With cache size 3: 9 misses With cache size 4: 10 misses

This happens because increasing cache size changes which items are evicted and when, and for specific access patterns this produces more misses.

LRU does not exhibit Bélády's anomaly — it is a "stack algorithm," meaning the set of items in a cache of size N is always a subset of the items in a cache of size N+1. Adding capacity never hurts hit rate with LRU.

In practice, Bélády's anomaly is rare with real workloads but is a reason to benchmark cache hit rates when increasing FIFO cache capacity.

FIFO vs LRU in practice

FIFO is simpler to implement and has lower overhead — no access-time updates on reads, no doubly linked list reordering. For high-throughput caches where read operations happen under lock, eliminating the list update on every get reduces contention.

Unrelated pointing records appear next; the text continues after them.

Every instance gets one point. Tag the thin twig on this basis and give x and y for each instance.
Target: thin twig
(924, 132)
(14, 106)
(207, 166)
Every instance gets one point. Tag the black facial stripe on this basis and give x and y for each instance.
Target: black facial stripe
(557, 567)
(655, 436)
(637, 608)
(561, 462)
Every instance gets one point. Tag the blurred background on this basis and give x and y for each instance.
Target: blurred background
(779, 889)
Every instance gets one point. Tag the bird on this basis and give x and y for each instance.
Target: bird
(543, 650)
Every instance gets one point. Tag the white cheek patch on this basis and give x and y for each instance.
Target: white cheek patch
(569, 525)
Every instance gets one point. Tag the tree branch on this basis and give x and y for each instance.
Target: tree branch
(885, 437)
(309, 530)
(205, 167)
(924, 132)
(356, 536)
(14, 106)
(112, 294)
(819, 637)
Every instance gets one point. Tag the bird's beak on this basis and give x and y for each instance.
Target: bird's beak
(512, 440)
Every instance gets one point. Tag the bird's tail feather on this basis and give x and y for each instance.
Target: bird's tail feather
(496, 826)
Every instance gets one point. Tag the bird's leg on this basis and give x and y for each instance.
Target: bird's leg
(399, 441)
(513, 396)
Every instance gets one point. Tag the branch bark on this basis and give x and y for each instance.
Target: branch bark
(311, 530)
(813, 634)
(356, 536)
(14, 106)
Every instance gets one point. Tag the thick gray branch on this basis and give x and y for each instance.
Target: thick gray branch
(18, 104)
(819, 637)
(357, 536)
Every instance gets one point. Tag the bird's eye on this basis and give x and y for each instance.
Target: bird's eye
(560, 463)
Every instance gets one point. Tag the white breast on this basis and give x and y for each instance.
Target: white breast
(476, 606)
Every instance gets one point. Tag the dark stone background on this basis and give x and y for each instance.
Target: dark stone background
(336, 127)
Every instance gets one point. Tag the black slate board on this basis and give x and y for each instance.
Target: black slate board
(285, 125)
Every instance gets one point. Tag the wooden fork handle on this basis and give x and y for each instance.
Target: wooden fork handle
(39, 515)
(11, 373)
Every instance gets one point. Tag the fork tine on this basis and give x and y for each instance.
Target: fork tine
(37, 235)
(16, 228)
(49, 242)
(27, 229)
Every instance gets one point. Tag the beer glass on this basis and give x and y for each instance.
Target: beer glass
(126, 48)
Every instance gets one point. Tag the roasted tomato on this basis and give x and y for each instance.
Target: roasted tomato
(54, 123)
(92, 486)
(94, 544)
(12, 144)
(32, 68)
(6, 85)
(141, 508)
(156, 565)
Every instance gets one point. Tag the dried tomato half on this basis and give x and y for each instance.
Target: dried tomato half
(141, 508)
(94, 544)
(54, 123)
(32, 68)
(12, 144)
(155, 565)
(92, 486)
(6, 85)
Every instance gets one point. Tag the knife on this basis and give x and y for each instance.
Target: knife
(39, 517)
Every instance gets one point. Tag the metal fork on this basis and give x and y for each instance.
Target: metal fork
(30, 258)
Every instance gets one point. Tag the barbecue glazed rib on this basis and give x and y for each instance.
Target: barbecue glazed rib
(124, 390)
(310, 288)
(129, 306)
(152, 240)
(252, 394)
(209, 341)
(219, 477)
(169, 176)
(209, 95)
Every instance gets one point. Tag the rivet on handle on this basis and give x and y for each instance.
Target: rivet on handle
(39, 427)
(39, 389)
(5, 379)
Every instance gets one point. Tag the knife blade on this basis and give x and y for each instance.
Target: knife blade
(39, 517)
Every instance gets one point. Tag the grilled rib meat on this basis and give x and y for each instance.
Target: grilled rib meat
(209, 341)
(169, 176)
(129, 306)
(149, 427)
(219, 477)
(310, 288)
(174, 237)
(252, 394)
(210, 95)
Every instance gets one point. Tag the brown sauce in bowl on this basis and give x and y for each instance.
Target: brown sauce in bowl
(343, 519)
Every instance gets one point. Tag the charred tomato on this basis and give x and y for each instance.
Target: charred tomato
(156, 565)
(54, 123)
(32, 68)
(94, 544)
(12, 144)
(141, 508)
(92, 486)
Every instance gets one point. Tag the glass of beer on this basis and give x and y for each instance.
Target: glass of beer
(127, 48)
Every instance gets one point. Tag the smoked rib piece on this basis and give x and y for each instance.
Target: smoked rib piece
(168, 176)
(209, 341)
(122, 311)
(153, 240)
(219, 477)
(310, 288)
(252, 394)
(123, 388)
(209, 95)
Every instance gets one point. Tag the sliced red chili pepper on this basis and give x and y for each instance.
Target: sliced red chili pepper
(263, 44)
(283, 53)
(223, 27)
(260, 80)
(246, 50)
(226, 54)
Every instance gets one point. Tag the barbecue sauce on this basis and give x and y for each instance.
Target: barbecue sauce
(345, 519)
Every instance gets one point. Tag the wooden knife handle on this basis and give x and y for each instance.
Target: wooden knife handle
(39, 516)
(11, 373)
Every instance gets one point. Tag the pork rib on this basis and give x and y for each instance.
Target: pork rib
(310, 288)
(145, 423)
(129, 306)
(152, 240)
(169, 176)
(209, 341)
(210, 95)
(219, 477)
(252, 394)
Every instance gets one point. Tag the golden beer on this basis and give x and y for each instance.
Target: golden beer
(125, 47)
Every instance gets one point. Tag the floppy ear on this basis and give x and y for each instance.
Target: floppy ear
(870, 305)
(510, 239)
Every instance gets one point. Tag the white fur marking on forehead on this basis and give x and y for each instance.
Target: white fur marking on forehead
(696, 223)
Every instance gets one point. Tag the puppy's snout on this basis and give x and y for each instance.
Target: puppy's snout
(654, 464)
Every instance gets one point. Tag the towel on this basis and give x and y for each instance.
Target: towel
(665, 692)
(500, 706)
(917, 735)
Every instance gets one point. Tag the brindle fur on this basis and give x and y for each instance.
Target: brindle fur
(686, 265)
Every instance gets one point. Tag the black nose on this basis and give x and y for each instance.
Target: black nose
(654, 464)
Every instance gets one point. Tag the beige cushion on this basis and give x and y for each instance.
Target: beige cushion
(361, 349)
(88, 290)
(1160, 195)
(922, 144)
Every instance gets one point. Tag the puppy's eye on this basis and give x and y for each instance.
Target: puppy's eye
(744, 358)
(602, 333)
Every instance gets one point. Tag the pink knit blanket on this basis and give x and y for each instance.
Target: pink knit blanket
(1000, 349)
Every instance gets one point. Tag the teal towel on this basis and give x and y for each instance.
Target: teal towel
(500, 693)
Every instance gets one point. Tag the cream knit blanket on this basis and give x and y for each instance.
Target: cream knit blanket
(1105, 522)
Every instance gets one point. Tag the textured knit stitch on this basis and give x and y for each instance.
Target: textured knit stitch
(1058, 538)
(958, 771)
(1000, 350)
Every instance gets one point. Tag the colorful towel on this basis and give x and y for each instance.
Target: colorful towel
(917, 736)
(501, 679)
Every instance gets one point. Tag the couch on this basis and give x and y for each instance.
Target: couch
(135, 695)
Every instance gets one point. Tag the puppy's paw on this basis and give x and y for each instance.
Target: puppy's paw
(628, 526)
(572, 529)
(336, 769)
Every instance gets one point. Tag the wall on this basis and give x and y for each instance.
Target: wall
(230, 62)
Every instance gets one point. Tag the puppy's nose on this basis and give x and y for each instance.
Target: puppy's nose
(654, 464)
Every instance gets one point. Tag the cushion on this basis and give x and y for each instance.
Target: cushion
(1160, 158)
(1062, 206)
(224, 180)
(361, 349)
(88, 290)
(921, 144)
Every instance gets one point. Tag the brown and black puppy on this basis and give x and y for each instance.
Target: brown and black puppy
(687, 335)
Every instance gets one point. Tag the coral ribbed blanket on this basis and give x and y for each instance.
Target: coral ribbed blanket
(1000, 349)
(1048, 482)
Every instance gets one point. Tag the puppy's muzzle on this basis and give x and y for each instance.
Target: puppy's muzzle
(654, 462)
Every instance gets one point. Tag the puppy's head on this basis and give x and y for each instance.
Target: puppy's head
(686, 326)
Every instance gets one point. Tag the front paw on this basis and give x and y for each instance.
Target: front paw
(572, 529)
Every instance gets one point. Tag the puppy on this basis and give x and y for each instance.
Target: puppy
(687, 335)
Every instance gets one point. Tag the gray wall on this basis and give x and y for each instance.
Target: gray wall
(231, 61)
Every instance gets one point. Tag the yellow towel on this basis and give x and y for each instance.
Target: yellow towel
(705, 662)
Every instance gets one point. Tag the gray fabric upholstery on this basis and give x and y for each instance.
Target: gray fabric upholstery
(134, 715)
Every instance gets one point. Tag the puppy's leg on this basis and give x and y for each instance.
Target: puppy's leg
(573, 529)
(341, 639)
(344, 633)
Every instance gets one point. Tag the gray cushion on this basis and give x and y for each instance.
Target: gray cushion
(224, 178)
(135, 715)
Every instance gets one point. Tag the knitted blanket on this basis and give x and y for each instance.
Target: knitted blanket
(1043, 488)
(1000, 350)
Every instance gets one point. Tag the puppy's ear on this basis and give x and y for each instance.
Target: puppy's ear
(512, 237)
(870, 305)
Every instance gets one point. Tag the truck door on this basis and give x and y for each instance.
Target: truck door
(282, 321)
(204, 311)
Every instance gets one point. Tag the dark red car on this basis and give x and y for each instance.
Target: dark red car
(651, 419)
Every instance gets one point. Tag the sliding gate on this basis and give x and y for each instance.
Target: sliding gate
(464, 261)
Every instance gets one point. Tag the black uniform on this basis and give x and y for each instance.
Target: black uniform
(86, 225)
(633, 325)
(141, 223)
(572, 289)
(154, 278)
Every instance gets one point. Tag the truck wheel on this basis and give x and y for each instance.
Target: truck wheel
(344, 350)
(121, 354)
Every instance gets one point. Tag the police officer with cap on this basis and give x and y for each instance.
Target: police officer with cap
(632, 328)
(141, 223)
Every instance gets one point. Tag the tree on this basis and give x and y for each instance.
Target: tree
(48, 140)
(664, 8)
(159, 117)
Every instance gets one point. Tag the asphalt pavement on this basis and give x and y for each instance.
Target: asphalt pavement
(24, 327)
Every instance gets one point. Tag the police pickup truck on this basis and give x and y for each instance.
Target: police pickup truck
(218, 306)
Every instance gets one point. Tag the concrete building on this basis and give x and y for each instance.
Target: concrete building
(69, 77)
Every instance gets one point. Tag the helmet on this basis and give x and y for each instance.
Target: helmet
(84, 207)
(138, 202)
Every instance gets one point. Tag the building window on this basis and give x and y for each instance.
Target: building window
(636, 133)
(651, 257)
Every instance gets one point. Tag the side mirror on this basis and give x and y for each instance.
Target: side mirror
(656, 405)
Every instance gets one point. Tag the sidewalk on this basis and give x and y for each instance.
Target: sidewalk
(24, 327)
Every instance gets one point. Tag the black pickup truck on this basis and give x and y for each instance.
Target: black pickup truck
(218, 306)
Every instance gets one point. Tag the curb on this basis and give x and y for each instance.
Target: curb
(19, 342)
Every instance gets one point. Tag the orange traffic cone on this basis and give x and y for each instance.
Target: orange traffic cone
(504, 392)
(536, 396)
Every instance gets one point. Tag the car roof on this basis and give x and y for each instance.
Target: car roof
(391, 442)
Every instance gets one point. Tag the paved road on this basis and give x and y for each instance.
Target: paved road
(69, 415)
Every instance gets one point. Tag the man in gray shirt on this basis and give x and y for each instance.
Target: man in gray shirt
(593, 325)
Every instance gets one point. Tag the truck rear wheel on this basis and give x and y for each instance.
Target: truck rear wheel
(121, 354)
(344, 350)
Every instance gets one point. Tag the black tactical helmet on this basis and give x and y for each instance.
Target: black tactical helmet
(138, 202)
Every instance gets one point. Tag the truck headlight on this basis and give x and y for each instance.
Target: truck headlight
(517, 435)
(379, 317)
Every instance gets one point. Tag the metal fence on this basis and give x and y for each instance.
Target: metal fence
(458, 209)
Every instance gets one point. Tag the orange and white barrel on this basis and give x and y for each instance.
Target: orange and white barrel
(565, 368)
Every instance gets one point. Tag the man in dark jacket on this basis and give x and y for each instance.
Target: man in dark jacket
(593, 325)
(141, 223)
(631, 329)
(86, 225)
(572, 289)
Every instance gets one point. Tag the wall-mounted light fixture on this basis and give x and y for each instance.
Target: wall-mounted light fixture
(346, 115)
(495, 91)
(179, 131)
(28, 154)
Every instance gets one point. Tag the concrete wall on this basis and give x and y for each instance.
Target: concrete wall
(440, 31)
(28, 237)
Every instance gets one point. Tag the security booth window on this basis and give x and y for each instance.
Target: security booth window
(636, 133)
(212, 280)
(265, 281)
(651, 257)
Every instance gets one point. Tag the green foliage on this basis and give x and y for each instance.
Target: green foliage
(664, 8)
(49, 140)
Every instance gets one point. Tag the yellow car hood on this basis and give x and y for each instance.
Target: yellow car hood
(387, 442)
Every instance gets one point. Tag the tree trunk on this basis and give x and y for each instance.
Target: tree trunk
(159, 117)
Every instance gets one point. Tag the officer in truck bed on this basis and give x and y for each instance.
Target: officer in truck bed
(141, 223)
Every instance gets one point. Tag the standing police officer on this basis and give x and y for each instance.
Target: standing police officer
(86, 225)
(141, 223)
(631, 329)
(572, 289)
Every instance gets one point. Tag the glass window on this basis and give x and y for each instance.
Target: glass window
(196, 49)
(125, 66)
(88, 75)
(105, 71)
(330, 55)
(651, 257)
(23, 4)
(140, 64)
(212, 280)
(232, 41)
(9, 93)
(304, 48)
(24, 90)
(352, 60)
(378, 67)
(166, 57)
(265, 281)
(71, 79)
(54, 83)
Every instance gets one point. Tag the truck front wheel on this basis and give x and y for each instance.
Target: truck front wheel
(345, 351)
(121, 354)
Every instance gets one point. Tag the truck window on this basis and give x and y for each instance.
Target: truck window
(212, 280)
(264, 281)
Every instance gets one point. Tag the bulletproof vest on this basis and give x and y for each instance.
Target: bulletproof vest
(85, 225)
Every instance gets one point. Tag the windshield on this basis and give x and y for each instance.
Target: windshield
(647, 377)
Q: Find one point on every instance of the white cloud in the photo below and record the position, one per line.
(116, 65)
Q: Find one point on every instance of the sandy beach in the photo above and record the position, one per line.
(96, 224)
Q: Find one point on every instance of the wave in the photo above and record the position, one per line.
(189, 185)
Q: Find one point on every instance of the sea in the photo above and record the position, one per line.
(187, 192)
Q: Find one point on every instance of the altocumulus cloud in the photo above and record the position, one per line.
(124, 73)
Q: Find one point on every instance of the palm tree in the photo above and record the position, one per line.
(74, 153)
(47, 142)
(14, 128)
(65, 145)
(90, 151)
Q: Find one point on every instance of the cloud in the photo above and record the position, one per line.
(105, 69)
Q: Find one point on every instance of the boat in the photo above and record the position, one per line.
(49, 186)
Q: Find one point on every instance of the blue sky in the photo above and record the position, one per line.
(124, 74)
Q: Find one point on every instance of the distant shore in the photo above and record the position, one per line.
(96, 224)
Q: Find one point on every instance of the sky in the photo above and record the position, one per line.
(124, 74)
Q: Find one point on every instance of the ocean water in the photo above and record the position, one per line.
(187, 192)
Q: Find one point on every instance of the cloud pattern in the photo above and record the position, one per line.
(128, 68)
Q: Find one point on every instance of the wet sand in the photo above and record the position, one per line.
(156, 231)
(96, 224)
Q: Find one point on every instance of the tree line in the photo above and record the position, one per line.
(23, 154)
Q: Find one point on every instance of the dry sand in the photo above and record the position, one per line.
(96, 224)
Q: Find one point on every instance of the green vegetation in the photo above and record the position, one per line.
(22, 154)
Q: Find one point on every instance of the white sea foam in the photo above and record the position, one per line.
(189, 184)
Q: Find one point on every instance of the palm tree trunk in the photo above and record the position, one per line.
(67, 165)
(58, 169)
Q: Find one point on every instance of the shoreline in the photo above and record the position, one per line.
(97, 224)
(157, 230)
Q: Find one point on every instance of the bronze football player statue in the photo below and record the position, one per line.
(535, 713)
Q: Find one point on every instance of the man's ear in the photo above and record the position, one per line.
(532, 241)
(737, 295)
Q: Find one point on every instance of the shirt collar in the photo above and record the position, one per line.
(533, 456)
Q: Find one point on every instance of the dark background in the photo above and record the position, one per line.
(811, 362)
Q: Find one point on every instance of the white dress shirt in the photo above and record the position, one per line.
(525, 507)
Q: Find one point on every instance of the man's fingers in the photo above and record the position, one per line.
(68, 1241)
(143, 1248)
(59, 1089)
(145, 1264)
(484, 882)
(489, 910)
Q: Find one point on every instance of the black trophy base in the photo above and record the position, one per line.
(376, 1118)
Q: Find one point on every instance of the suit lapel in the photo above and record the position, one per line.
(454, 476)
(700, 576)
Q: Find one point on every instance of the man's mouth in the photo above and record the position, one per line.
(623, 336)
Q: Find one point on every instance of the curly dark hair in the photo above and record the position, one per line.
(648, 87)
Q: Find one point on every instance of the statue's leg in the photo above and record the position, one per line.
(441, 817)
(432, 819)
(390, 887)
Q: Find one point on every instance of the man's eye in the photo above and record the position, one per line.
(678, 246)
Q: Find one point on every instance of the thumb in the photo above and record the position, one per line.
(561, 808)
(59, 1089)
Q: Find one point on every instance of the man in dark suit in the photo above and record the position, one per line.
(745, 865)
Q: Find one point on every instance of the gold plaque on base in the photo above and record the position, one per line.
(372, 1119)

However, LRU's hit rate advantage is significant for most application workloads. The cost of maintaining recency order (an O(1) operation with a hash map + doubly linked list) is worth it for caches where usage pattern determines item value.

Use FIFO when:

  • Items have natural expiration by age (streaming data, time-windowed buffers)
  • All items have equal expected future utility regardless of access history
  • Implementation simplicity and overhead minimization matter more than optimal hit rate
  • Items are consumed exactly once (more of a queue than a cache)

Use LRU when:

  • Access frequency or recency predicts future utility
  • Protecting actively-used items from eviction is important
  • Hit rate matters more than implementation simplicity

A session store uses FIFO eviction with capacity for 100,000 sessions. The application has 80,000 active users. A deployment pipeline runs integration tests that create 30,000 test sessions. After the test run completes and test sessions are cleaned up, active users start reporting being logged out. What happened?

easy

Test sessions are created in bulk at the start of the integration test run. The 80,000 active user sessions were already in the cache before the test run started.

  • AThe cleanup of 30,000 test sessions caused a memory leak that evicted user sessions
    Incorrect.Deleting entries from a cache does not cause evictions. It frees space.
  • BDuring test session insertion, FIFO evicted the 30,000 oldest user sessions to make room — those users were logged out
    Correct!The cache held 80,000 sessions (at or near capacity). Inserting 30,000 test sessions required evicting 30,000 entries — FIFO evicts the oldest, which are the earliest-logged-in user sessions. Those users' sessions were gone before the test cleanup happened. Fix: use a separate cache namespace or key prefix for test sessions, or increase cache capacity to accommodate test load without evicting production sessions.
  • CFIFO cannot handle concurrent writes from test and production traffic
    Incorrect.The implementation shown uses a lock for thread safety. Concurrent writes are handled correctly. The issue is the eviction policy, not concurrency.
  • DThe sessions that were evicted had expired TTLs
    Incorrect.Basic FIFO eviction doesn't use TTLs — it evicts by insertion order. If TTL-based expiry were involved, the outcome would be different.

Hint:80,000 sessions + 30,000 new test sessions = 110,000. Cache holds 100,000. Which sessions get evicted?